Friday, March 31, 2006

Reasonable "Gay Marriage" Collective Look to Assimilate

Reuters.com has details:
Citing polling that suggests opposition to same-sex marriages is receding, gay rights advocates expressed confidence on Friday that such weddings would spread, despite a ruling by Massachusetts' highest court that bars homosexuals from other states from marrying there.

Activists on both sides of the issue were awaiting a court ruling on whether Washington will follow Massachusetts and become the second U.S. state to legalize gay marriage, at least among residents.

"Washington state's Supreme Court right now, any day, is going to deliver their ruling on marriage, so it's something that we've been waiting for a while now to happen," said Brad Luna of gay rights group Human Rights Campaign.

After hearing arguments in March 2005, Washington state's top court will decide whether to overturn two lower court rulings in favor of same-sex marriage. The case was brought by eight same-sex couples denied marriage licenses.
Of course, the catch is that the Massachussets Supreme Court threw a wrench into the works:
Massachusetts's highest court ruled in 2003 that it was unconstitutional to ban gay marriage, paving the way for America's first same-sex marriages in May the following year.

But on Thursday, that court quashed any chance of Massachusetts becoming the nation's gay wedding capital, ruling that homosexual couples from states that ban same-sex marriages cannot legally be wed in Massachusetts.

The ruling, upholding a 1913 state law barring nonresidents from marrying if their home state would not recognize the marriage, was in response to a lawsuit by gay couples from Connecticut, Maine, New Hampshire and Vermont.

"I really don't anticipate that the Massachusetts ruling will have much of an impact on other state courts because those courts will look at their own state laws and their own state constitutions, and rule accordingly," said Seth Kilbourn, political direct of gay rights group Equality California.
But the real problem? The misplaced optimism of "Gay Marriage" advocates. That polling data that indicates Americans' opposition to "gay marriage" is receding? Well, here's what Pew found:
A Pew Research Center poll taken in early March and released last week showed that opposition to same-sex marriage had dropped across the country in the past two years. But it also showed that just over half of Americans still oppose allowing gays and lesbians to marry.
In other words, the Reasonable have spoken, but the Fools won't stop laughing. And how Foolish we Fools must be, for we insist that marriage is ontologically dependent on the complementarity of man and woman. For some, strange reason, about 10,000 years of civilization has institutionalized marriage with the same prerequisite.

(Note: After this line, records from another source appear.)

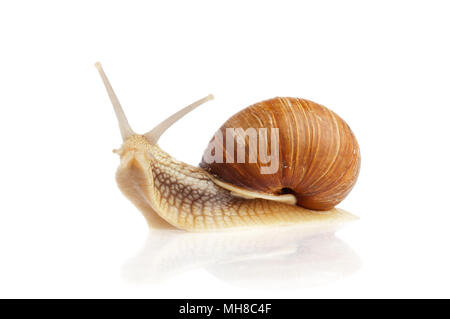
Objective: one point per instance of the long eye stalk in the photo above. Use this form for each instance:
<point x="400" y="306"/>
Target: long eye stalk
<point x="125" y="128"/>
<point x="154" y="135"/>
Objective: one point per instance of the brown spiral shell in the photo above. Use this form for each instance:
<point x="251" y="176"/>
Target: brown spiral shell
<point x="319" y="157"/>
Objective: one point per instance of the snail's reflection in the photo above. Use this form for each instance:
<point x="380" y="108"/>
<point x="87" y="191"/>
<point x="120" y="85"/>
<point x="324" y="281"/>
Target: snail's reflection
<point x="282" y="257"/>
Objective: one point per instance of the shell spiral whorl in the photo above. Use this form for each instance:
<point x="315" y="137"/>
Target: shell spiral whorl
<point x="319" y="157"/>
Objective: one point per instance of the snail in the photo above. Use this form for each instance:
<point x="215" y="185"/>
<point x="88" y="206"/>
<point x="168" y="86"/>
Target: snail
<point x="316" y="165"/>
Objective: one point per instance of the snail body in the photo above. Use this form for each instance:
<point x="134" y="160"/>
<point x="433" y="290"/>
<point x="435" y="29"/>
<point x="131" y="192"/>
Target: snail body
<point x="171" y="193"/>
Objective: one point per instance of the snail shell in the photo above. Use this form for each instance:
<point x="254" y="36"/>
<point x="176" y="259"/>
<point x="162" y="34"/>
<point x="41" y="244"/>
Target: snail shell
<point x="319" y="164"/>
<point x="319" y="157"/>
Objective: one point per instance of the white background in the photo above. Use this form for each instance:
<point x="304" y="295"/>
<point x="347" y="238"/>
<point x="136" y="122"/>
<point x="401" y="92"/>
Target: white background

We are not Absolute Individuals encased in flesh that make simple reciprocal contracts with one another for our mutual benefit. We are human persons that answer a call to image God, human society and ourselves. Male and female matter. Our gender, like our body, expresses our personhood on this Earth. We subjugate it to some abstract notion of "self" at our peril.

This isn't about depriving anyone of their "rights." This is about accepting reality. Let the Reasonable sputter and foam across the discourse. I'll keep laughing and believing reality, anyways. Who cares to join me?